Javier Atance has suggested that the solution is not a text but a melody, the 8 different positions of the semicircles, turning clockwise, corresponding to the notes of the scale, and that each semicircle has 3 different levels corresponding to natural, flat or sharp notes.

Tim S. Roberts claims a solution via a simple substitution cipher and offers a statistical justification:

P.S. Now droop beige weeds set in it – pure idiocy – one entire bed! Luigi Ccibunud luv’ngly tuned liuto studo two.

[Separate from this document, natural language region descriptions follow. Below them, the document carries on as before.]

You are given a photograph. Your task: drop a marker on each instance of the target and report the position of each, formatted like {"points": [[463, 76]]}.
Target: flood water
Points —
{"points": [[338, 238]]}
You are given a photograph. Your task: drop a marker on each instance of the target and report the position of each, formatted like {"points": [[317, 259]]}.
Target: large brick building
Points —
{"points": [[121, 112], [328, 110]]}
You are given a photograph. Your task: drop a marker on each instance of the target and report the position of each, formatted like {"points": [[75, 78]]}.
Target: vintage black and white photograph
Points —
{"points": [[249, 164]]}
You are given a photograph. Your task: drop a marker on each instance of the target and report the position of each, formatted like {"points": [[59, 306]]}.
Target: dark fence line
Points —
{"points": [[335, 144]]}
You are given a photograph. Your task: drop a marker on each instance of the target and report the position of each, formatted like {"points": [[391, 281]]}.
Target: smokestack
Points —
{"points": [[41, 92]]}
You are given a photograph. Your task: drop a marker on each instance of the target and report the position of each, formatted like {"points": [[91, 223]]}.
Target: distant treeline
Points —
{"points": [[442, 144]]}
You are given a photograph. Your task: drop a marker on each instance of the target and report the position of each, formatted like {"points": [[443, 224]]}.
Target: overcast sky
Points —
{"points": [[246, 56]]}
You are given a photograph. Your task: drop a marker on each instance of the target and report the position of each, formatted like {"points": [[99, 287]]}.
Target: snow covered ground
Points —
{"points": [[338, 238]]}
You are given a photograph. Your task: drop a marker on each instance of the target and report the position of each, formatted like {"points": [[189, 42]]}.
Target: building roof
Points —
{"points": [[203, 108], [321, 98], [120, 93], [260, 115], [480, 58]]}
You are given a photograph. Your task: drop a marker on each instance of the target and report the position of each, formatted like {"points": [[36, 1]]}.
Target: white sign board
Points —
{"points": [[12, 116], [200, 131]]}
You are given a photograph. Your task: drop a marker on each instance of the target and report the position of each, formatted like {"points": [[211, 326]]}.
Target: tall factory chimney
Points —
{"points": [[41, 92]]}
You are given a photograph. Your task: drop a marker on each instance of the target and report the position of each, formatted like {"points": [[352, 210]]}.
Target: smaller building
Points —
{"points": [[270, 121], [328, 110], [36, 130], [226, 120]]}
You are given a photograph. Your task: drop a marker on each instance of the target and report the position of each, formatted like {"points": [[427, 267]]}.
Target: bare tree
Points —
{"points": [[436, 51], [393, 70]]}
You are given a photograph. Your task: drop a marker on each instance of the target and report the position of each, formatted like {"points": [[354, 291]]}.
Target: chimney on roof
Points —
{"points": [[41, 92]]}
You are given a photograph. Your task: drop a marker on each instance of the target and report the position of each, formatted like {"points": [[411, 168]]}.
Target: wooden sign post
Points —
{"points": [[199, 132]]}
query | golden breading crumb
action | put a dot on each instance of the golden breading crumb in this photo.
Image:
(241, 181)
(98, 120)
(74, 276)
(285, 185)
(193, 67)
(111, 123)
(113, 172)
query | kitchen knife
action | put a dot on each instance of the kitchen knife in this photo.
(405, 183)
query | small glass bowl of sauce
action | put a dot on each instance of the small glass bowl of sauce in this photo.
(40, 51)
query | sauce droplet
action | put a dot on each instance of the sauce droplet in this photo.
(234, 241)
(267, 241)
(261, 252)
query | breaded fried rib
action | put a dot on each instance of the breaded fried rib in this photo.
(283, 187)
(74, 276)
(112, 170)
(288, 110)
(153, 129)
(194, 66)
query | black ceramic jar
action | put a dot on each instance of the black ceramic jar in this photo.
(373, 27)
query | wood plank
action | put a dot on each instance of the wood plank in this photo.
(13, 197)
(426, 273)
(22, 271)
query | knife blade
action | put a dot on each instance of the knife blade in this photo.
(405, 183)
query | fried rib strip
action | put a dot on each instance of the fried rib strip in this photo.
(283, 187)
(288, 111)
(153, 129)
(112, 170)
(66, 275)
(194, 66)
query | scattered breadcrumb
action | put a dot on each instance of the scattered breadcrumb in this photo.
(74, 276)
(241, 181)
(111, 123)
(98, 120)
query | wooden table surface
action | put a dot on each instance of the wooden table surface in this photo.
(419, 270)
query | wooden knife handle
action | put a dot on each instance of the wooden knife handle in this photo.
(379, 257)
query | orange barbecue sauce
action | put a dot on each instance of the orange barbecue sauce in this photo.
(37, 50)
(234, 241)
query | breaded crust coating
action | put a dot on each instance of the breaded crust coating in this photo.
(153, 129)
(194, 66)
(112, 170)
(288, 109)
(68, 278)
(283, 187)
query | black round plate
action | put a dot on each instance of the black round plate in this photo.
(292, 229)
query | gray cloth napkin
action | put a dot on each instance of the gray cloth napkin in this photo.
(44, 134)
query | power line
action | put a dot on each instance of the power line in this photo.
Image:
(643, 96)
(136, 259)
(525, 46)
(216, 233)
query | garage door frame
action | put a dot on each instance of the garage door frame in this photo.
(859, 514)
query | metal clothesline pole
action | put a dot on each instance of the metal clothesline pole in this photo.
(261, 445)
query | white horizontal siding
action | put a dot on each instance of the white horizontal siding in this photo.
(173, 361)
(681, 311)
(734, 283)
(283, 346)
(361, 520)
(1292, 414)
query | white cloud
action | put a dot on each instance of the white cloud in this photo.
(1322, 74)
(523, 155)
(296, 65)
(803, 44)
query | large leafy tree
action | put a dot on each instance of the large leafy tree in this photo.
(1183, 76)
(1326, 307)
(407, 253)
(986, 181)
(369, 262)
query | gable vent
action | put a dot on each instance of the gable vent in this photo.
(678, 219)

In December 2011, Canadian cryptographer enthusiast Richard Henderson claimed to have found the correct clear text, encoded once again as a simple substitution cipher (with two letters as nulls), although some details remain to be worked out. His solution would read:

whY AM I VERY SAD, BELLE.
I SAG AS WE SEE ROSES DO.
E.E. IS EVER FOND OF U, DORA.
I kNOw I PeN ONE I LOVe.
All Of My Affection.

In July 2020, Wayne Packwood claimed in the journal Musical Opinion to have produced a complete decryption:

A WOMAN IS LIKE CHESS ONE HAS TO MAKE MANY SACRIFICES FOR ITS QUEEN IT IS VICTORY SHE COMMANDS NOT DO BETTER

The secondary message below was identified as the word RATS, which Packwood believed was a playful acknowledgement from Sir Edward to the individual that broke his cipher. Packwood's method involved rearranging the cipher based on the position of several dots, which Packwood identified as representing a conductor's baton, and then arbitrarily shifting the presumed values of each glyph independently until a message emerged. The logic behind the pattern of shifts is not explained.

In a 2023 study, Viktor Wase applied cipher-solving computer algorithms to the Dorabella cipher and discovered that it is unlikely to be a monoalphabetic substitution cipher in English or Latin. This was done by showing that these algorithms can solve ciphers that are as short as Dorabella, yet they fail to solve the Dorabella cipher.

== 2007 Elgar Society Competition ==

The Elgar Society advertised a Dorabella Cipher Competition in 2007 to mark the 150th anniversary of Elgar's birth. A number of entries were received but none were found to be satisfactory: "One or two entries did contain some impressively ambitious and thoughtful analysis. These entries, though, having matched Elgar's symbols to the alphabet, invariably ended up with a fairly arbitrary sequence of letters. ... [T]he results read as a disconnected chain of bizarre utterances, such as an imaginative mind could conjure up from any group of random letters".